Fairly mixed business activity data in Japan came out, with the manufacturing index contracting and remaining below 50 points, while the service index demonstrated good growth. Market players overlooked this, focusing on similar indicators but for the US. If the data there also show nothing positive, there may be a further decline in the pair.

Analysis and trading tips for USD/JPY on December 15

For long positions:

Buy when the price hits 142.15 (green line on the chart) and take profit at 142.83. Growth will occur only if the US releases very strong statistics.

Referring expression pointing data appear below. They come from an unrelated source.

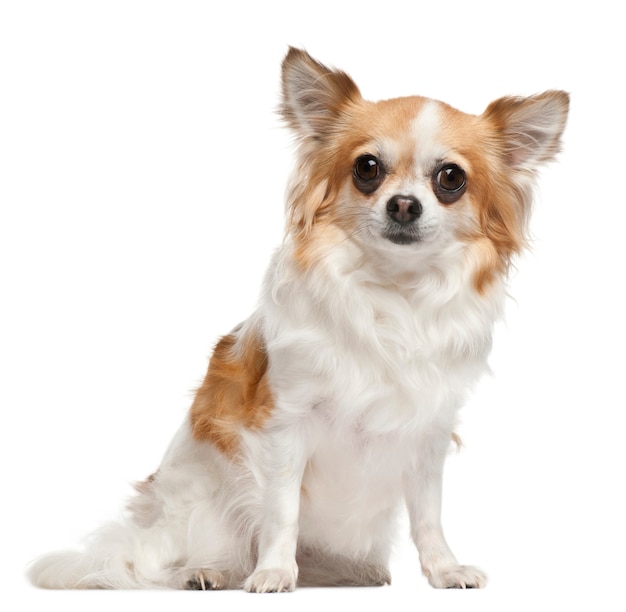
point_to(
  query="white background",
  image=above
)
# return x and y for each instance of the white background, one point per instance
(142, 169)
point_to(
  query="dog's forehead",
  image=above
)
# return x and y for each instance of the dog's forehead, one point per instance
(415, 130)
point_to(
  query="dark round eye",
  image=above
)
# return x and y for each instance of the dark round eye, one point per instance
(449, 183)
(367, 173)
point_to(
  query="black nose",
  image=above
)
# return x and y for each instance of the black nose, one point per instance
(404, 209)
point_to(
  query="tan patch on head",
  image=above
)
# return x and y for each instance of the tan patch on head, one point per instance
(235, 393)
(501, 210)
(326, 167)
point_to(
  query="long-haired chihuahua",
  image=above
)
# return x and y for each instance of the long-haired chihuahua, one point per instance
(335, 403)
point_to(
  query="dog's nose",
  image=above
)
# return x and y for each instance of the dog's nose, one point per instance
(404, 209)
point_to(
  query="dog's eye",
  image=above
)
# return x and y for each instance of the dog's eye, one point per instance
(367, 173)
(449, 183)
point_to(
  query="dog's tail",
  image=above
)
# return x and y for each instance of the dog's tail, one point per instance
(108, 561)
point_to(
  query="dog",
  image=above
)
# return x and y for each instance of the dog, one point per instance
(334, 405)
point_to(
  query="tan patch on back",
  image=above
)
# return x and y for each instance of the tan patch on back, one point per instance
(235, 393)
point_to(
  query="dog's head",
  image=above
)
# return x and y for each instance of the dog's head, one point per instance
(413, 176)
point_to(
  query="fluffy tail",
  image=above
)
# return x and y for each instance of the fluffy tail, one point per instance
(108, 562)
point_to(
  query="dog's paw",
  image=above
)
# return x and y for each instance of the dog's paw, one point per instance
(271, 581)
(457, 577)
(205, 580)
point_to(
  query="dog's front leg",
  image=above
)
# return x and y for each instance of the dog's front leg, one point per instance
(423, 489)
(281, 467)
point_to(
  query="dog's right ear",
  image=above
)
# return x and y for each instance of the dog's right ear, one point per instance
(314, 95)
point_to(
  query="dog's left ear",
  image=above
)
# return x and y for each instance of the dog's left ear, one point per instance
(314, 96)
(529, 129)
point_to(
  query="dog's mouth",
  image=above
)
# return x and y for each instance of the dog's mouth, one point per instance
(402, 237)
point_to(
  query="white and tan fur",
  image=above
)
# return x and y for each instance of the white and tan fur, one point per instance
(335, 403)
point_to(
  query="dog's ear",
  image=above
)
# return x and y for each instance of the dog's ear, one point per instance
(314, 96)
(529, 129)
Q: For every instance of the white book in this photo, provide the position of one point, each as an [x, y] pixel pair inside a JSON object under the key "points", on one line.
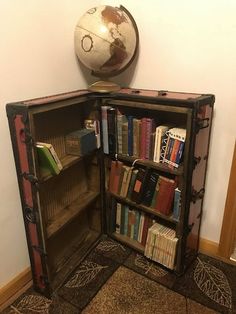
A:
{"points": [[160, 131]]}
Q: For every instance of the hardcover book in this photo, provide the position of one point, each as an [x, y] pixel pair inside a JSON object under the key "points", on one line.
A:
{"points": [[47, 163]]}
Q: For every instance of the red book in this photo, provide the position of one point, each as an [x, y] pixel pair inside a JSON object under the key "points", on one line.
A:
{"points": [[116, 168], [146, 225], [142, 144], [165, 195], [148, 136]]}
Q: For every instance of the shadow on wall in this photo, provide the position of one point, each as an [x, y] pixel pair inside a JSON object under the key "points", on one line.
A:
{"points": [[124, 79]]}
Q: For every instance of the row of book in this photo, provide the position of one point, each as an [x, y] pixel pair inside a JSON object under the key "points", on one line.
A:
{"points": [[159, 241], [141, 137], [132, 223], [146, 187], [79, 143], [49, 161], [161, 245]]}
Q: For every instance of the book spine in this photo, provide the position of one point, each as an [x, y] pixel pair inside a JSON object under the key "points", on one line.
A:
{"points": [[136, 195], [149, 126], [119, 121], [177, 204], [143, 138], [111, 121], [105, 129], [125, 138], [118, 218], [130, 135], [55, 156], [126, 219], [136, 137], [136, 225], [149, 188], [132, 182]]}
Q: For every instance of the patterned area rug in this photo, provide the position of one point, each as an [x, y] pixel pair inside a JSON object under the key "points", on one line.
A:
{"points": [[115, 279]]}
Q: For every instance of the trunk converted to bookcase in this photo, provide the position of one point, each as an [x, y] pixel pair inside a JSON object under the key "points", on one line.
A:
{"points": [[66, 214]]}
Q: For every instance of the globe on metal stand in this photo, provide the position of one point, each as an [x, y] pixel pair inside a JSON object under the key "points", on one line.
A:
{"points": [[106, 42]]}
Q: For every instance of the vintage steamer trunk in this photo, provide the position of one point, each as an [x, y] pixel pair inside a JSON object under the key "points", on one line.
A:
{"points": [[66, 214]]}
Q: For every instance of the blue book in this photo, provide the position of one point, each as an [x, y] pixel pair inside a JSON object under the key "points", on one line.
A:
{"points": [[130, 135], [177, 204], [122, 225], [136, 225], [126, 220], [180, 153]]}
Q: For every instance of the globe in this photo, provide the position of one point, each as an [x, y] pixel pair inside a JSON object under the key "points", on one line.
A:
{"points": [[106, 42]]}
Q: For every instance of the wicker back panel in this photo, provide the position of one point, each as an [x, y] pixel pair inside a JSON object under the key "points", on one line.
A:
{"points": [[51, 126], [59, 192]]}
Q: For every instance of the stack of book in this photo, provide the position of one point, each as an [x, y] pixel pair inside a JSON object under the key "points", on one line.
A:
{"points": [[144, 186], [132, 223], [49, 161], [161, 245], [173, 150], [140, 137]]}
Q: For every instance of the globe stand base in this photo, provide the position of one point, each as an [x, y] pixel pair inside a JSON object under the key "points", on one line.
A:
{"points": [[104, 87]]}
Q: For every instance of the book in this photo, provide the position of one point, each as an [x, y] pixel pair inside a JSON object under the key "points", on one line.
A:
{"points": [[80, 142], [130, 135], [165, 195], [140, 230], [47, 163], [120, 119], [53, 153], [94, 124], [136, 225], [136, 194], [132, 182], [149, 188], [143, 129], [125, 138], [114, 178], [177, 204], [105, 129], [160, 132], [125, 181], [136, 137], [111, 130], [118, 218], [161, 245], [148, 137], [175, 146]]}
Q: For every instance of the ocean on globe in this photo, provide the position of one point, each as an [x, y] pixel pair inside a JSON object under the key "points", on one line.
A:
{"points": [[106, 40]]}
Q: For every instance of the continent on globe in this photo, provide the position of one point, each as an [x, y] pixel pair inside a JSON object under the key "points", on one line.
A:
{"points": [[106, 40]]}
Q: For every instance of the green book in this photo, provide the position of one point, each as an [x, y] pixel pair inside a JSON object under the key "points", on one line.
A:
{"points": [[47, 163]]}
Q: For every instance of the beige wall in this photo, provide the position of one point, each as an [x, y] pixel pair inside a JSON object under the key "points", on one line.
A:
{"points": [[184, 45], [190, 45], [36, 58]]}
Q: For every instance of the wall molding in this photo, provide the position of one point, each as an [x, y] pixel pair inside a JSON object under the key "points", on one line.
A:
{"points": [[208, 247], [23, 281], [15, 287]]}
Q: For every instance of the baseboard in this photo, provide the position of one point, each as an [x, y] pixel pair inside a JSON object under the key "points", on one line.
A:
{"points": [[208, 247], [15, 286], [24, 279]]}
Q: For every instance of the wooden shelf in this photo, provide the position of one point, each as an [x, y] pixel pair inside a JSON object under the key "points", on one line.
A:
{"points": [[130, 242], [149, 163], [67, 161], [72, 254], [64, 217], [146, 209]]}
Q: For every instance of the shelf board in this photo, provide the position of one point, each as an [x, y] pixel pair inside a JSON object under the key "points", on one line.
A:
{"points": [[64, 217], [155, 165], [67, 161], [144, 208], [130, 242], [72, 255]]}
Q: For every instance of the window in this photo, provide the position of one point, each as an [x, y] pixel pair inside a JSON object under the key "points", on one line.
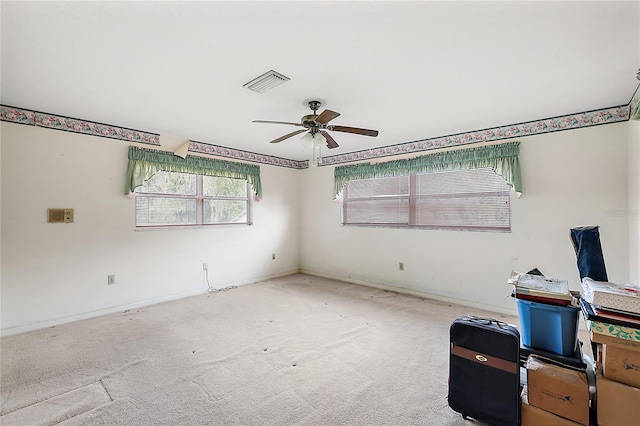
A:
{"points": [[183, 199], [473, 199]]}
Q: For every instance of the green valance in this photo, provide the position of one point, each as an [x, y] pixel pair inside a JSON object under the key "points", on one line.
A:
{"points": [[503, 159], [144, 163]]}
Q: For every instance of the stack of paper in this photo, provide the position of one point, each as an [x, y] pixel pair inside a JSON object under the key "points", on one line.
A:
{"points": [[541, 289]]}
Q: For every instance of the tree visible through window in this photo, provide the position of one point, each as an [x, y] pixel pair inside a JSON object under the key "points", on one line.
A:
{"points": [[473, 199], [182, 199]]}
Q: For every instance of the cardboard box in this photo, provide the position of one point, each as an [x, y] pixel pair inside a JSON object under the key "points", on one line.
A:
{"points": [[615, 341], [560, 390], [621, 365], [534, 416], [618, 404]]}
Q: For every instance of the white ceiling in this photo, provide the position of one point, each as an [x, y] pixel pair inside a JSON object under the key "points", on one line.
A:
{"points": [[412, 70]]}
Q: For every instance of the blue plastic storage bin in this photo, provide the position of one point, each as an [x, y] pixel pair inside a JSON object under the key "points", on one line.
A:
{"points": [[549, 327]]}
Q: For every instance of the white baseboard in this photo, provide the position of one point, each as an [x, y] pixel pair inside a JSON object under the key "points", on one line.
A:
{"points": [[441, 298], [134, 305]]}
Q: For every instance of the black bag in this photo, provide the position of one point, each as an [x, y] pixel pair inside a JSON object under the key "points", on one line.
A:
{"points": [[484, 370], [586, 244]]}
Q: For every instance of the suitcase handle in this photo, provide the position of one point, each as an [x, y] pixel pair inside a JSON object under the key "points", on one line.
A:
{"points": [[487, 321]]}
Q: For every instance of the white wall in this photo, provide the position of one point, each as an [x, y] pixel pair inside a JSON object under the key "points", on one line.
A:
{"points": [[634, 201], [53, 273], [570, 178]]}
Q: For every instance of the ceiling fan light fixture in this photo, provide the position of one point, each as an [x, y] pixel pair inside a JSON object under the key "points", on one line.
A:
{"points": [[266, 81], [316, 140]]}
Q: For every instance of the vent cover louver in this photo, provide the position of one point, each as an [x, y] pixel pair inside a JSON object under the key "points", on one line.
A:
{"points": [[266, 81]]}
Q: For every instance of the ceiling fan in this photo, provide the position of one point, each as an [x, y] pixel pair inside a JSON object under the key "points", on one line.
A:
{"points": [[315, 123]]}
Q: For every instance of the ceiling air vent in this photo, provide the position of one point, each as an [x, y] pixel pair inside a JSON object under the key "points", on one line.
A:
{"points": [[266, 81], [60, 215]]}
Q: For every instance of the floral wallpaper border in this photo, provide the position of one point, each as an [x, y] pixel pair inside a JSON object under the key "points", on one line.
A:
{"points": [[236, 154], [529, 128], [634, 105], [57, 122]]}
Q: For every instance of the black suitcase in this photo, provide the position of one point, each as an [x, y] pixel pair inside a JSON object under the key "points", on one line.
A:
{"points": [[484, 370]]}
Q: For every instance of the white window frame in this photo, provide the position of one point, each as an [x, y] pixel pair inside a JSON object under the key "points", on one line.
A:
{"points": [[503, 195], [200, 199]]}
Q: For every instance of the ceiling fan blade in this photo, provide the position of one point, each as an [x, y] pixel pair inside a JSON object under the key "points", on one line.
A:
{"points": [[276, 122], [355, 130], [326, 116], [288, 135], [331, 143]]}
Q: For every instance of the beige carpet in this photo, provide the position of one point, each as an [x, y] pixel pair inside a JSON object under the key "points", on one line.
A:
{"points": [[298, 350]]}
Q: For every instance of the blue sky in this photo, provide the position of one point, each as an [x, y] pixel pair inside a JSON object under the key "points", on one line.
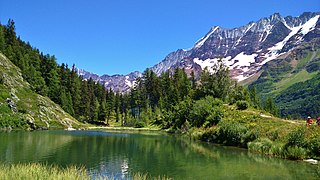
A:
{"points": [[121, 36]]}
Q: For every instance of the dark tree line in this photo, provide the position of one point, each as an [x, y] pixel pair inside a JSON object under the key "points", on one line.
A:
{"points": [[173, 99]]}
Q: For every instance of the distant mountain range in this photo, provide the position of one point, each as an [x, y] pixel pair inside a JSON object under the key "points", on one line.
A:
{"points": [[245, 50]]}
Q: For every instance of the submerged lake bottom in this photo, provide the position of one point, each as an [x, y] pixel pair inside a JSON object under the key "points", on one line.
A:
{"points": [[121, 154]]}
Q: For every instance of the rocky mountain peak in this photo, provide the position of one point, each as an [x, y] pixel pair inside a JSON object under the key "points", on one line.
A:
{"points": [[243, 49]]}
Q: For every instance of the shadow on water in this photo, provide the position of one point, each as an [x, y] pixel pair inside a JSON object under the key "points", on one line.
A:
{"points": [[120, 154]]}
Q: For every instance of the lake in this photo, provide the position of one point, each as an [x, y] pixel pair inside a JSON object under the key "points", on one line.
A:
{"points": [[119, 154]]}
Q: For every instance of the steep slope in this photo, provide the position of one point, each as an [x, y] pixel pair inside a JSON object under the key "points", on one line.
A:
{"points": [[294, 81], [244, 49], [20, 107]]}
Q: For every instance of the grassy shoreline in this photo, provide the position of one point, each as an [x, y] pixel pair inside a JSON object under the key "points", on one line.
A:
{"points": [[37, 171], [263, 134]]}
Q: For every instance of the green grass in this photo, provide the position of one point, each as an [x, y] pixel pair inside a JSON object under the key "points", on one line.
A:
{"points": [[263, 134], [304, 61], [289, 81], [36, 171]]}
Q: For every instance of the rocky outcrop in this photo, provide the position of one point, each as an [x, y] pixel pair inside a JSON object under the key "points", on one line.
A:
{"points": [[244, 49]]}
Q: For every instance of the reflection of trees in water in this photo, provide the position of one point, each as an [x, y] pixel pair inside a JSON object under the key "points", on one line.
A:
{"points": [[30, 146], [120, 154]]}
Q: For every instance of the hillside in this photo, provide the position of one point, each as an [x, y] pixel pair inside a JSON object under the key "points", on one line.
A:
{"points": [[20, 107], [294, 81]]}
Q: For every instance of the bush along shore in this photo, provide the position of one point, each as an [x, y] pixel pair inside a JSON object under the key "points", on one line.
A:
{"points": [[263, 134]]}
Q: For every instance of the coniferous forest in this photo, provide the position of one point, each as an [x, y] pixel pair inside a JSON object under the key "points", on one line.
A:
{"points": [[171, 100]]}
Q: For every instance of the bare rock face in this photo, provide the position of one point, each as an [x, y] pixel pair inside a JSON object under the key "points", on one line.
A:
{"points": [[243, 49]]}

When buying, ensure that the MACD line lies above zero or rises from it. Also consider buying USD/JPY after two consecutive price tests of 141.46, but the MACD line should be in the oversold area as only by that will the market reverse to 142.15 and 142.83.

For short positions:

Sell when the price reaches 141.46 (red line on the chart) and take profit at 140.88. Pressure will increase amid weak US data.

When selling, ensure that the MACD line lies below zero or drops down from it. Also consider selling USD/JPY after two consecutive price tests of 142.15, but the MACD line should be in the overbought area as only by that will the market reverse to 141.46 and 140.88.

Analysis and trading tips for USD/JPY on December 15

What's on the chart:

Thin green line - entry price at which you can buy USD/JPY

Thick green line - estimated price where you can set Take-Profit (TP) or manually fix profits, as further growth above this level is unlikely.

Thin red line - entry price at which you can sell USD/JPY

Thick red line - estimated price where you can set Take-Profit (TP) or manually fix profits, as further decline below this level is unlikely.

MACD line- it is important to be guided by overbought and oversold areas when entering the market

Important: Novice traders need to be very careful when making decisions about entering the market. Before the release of important reports, it is best to stay out of the market to avoid being caught in sharp fluctuations in the rate. If you decide to trade during the release of news, then always place stop orders to minimize losses. Without placing stop orders, you can very quickly lose your entire deposit, especially if you do not use money management and trade large volumes.

And remember that for successful trading, you need to have a clear trading plan. Spontaneous trading decision based on the current market situation is an inherently losing strategy for an intraday trader.